(June 9, 2017 at 12:57 pm)RoadRunner79 Wrote:(June 9, 2017 at 12:37 pm)Jehanne Wrote: Right here:
https://en.wikipedia.org/wiki/Mitochondrial_Eve
Thanks for the link. That is what I thought you where talking about. However I don't think that it says... what you think it says. The only thing that I can see that possibly be taken to your point is the statement "studies indicate that the size of the ancient human population never dropped below tens of thousands". I would disagree. I think that it was zero at one point. And I'm a bit skeptical of any claim, that it went from zero to tens of thousands, with no in between.

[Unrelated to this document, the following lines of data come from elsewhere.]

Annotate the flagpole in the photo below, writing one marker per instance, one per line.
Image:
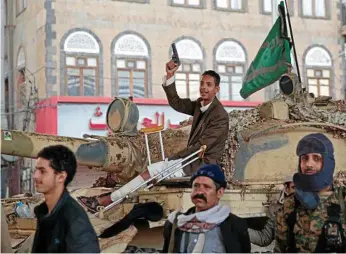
(293, 44)
(270, 91)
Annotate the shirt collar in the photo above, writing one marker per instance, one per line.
(205, 108)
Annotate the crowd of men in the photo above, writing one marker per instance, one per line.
(309, 216)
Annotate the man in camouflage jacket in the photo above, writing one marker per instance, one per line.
(304, 221)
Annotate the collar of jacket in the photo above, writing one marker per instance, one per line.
(212, 105)
(41, 211)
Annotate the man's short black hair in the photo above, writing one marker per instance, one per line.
(61, 159)
(213, 74)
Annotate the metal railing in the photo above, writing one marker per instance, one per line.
(343, 12)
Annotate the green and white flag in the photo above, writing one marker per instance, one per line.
(272, 59)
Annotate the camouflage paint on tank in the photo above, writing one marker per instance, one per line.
(248, 150)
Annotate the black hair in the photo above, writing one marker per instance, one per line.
(213, 74)
(61, 159)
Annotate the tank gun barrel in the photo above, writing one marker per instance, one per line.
(107, 154)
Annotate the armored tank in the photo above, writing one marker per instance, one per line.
(259, 154)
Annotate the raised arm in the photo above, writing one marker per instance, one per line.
(182, 105)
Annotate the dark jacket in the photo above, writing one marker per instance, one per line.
(66, 229)
(234, 232)
(210, 130)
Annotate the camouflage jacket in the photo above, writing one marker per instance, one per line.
(309, 223)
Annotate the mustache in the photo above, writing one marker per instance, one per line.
(200, 196)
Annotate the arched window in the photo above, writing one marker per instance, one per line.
(82, 57)
(189, 72)
(131, 64)
(318, 65)
(21, 84)
(230, 61)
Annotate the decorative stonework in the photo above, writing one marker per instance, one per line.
(230, 51)
(21, 58)
(131, 45)
(188, 49)
(318, 56)
(81, 42)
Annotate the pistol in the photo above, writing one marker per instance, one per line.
(175, 56)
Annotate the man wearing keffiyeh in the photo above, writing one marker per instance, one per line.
(208, 226)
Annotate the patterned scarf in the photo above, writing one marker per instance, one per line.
(201, 222)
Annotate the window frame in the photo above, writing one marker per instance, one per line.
(244, 8)
(327, 10)
(131, 70)
(135, 1)
(202, 4)
(81, 76)
(318, 85)
(21, 87)
(25, 5)
(290, 7)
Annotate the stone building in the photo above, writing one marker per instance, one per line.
(107, 48)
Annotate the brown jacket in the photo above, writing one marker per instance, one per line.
(212, 129)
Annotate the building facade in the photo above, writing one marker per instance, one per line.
(102, 49)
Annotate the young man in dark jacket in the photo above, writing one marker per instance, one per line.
(62, 224)
(208, 226)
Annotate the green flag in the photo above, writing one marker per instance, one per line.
(272, 59)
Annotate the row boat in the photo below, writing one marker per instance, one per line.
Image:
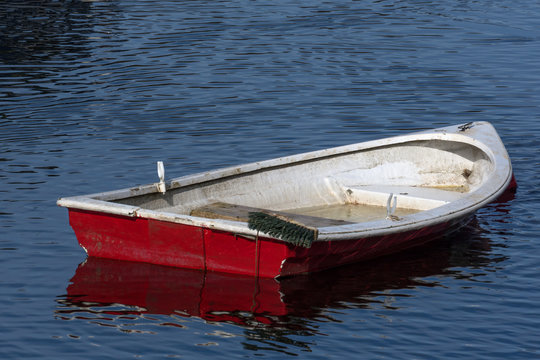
(302, 213)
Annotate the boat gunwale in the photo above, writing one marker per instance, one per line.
(487, 192)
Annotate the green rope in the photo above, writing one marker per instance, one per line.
(282, 228)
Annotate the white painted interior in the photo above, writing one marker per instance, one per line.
(443, 173)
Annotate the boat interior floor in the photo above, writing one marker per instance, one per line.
(362, 204)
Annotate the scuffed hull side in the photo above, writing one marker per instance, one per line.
(171, 244)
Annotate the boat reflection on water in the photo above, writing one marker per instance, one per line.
(118, 288)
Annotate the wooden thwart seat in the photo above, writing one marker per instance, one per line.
(220, 210)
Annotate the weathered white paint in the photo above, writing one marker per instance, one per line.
(418, 168)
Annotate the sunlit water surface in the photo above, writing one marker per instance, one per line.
(93, 93)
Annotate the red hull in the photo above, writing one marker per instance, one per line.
(171, 244)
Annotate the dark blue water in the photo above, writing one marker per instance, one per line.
(93, 93)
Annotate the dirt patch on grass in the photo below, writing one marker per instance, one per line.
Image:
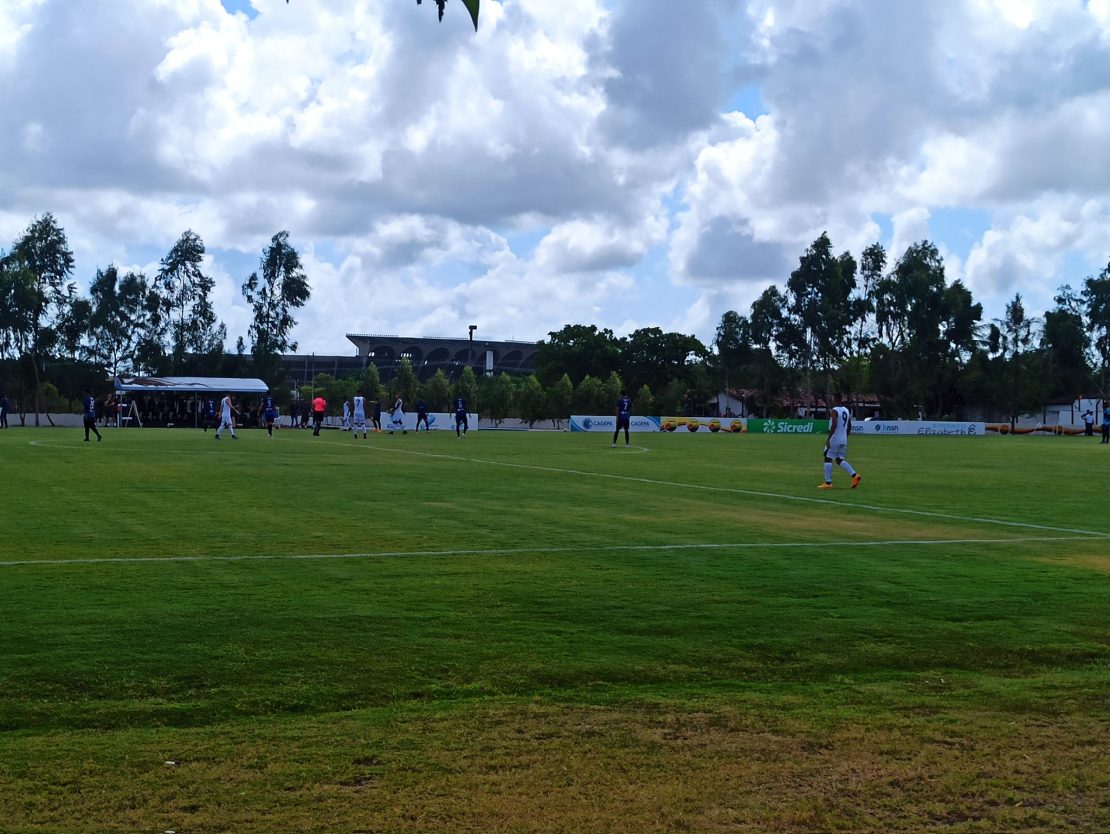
(487, 766)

You may also want to look at the misconceptions part of the article.
I did, in particular:
Quote:Not the biblical Eve
Owing to its figurative reference to the first woman in the Biblical Book of Genesis, the Mitochondrial Eve theory initially met with enthusiastic endorsement from some young earth creationists, who viewed the theory as a validation of the biblical creation story. Some even went so far as to claim that the Mitochondrial Eve theory disproved evolution.[42][43][44] However, the theory does not suggest any relation between biblical Eve and Mitochondrial Eve because Mitochondrial Eve:
- is not a fixed individual (see above)
- had a mother
- was not the only woman of her time, and
- Y-chromosomal Adam is unlikely to have been her sexual partner, or indeed to have been contemporaneous to her.